This new category is going to be called Formula 1. I’m sorry Bernie, but this tyre dominated category is not motor racing. Cars driving in close formation may be exciting for the great unwashed, but it is turning off the enthusiasts, who make up your power base.
So where were we? Oh yes, Lewis Hamilton’s team (McLaren) got the strategy right and he cruised home for the win with his tyres intact. After the race, Hamilton reported, “I looked after my tyres really well today, and I used them knowing we were going to two-stop.” His team mate did not and finished nowhere, saying “I didn’t find the speed today, and I couldn’t seem to look after the tyres.”
Second place was an unexpected result, with Romain Grosjean in the “Lotus” amazingly avoiding crashing on the first corner, and came home to the second step of the podium. “It wasn’t easy to manage the second set of tyres for so long, but it worked so I’ll happily do that again for another result like today.” You have been warned. The driver of the other “Lotus”, the returning Finn Kimi Raikkonen showed some rare moments of insight, saying, “If you start further forward it’s easier to finish higher up the order.” Now I’ll bet that never occurred to you before!
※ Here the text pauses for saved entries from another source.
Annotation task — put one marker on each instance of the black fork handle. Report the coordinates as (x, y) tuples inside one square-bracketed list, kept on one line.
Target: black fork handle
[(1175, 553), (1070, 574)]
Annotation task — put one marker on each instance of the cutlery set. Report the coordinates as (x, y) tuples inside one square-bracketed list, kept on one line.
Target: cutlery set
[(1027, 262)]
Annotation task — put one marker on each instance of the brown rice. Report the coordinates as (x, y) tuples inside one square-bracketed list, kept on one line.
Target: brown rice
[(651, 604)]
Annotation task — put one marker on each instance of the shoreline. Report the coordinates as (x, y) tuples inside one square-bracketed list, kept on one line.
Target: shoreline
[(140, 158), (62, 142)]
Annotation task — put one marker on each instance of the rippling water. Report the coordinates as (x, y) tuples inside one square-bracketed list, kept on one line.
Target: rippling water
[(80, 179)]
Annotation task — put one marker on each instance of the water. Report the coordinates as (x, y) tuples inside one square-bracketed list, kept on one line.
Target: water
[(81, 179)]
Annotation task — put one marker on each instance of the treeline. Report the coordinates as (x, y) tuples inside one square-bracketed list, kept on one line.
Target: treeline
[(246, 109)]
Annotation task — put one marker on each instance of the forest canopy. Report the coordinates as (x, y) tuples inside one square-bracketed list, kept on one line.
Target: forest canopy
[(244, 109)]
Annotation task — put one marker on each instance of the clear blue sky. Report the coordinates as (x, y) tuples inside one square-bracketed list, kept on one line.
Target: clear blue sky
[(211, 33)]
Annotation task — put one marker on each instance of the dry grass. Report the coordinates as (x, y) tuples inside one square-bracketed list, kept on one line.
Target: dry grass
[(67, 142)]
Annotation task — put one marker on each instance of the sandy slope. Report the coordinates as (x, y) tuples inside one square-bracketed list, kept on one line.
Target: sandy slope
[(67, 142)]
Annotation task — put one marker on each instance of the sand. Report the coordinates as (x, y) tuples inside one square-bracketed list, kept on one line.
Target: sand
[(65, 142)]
Third placed (Mexican) Sergio Perez in the Sauber has become a tyre specialist, “I saw that for me the tyre degradation wasn’t so bad and this allowed me to manage my pace quite well.” However, despite his diploma in tyre management, the same cannot be said for his geography. “Also it is particularly sweet to have been at the podium ceremony here in Montreal because we are not too far from my home country and there are many Mexicans here.” Not too far? Well, I suppose there is only the United States in between, but many of the “many” Mexicans are reputedly illegals.
Fourth place was the best that Sebastian (the Finger) Vettel could do, despite being blisteringly fast in Qualifying to easily secure pole position. However, in the race it was a different story, requiring fresh tyres around 10 laps from the end. “Before the stop we were three four seconds behind Fernando, but we ended up six seconds ahead of him.” This is “racing”? His team mate Mark Webber had an uninspiring day’s outing in Canada, admitting, “It’s hard to get it right here - if you push to try and pass you kill the tyres.” (That’s just in case you think the tyres are not the dominant factor of 2012.)
Alonso (Ferrari) also gambled on tyres, and got it wrong. Leading at one stage and finishing fifth. His team mate Massa continued to be less than impressive. Time for the one way plane ticket to Brazil.
And if you think I am exaggerating regarding the influence Pirelli has on the results, Rosberg (Mercedes) was told via the pit to car radio to do a better job in looking after his tyres and he was using too much fuel! This was on lap six of seventy. This is motor racing?
Don’t put Pirelli’s on your road car, you’ll need a new set before you get to the end of Beach Road.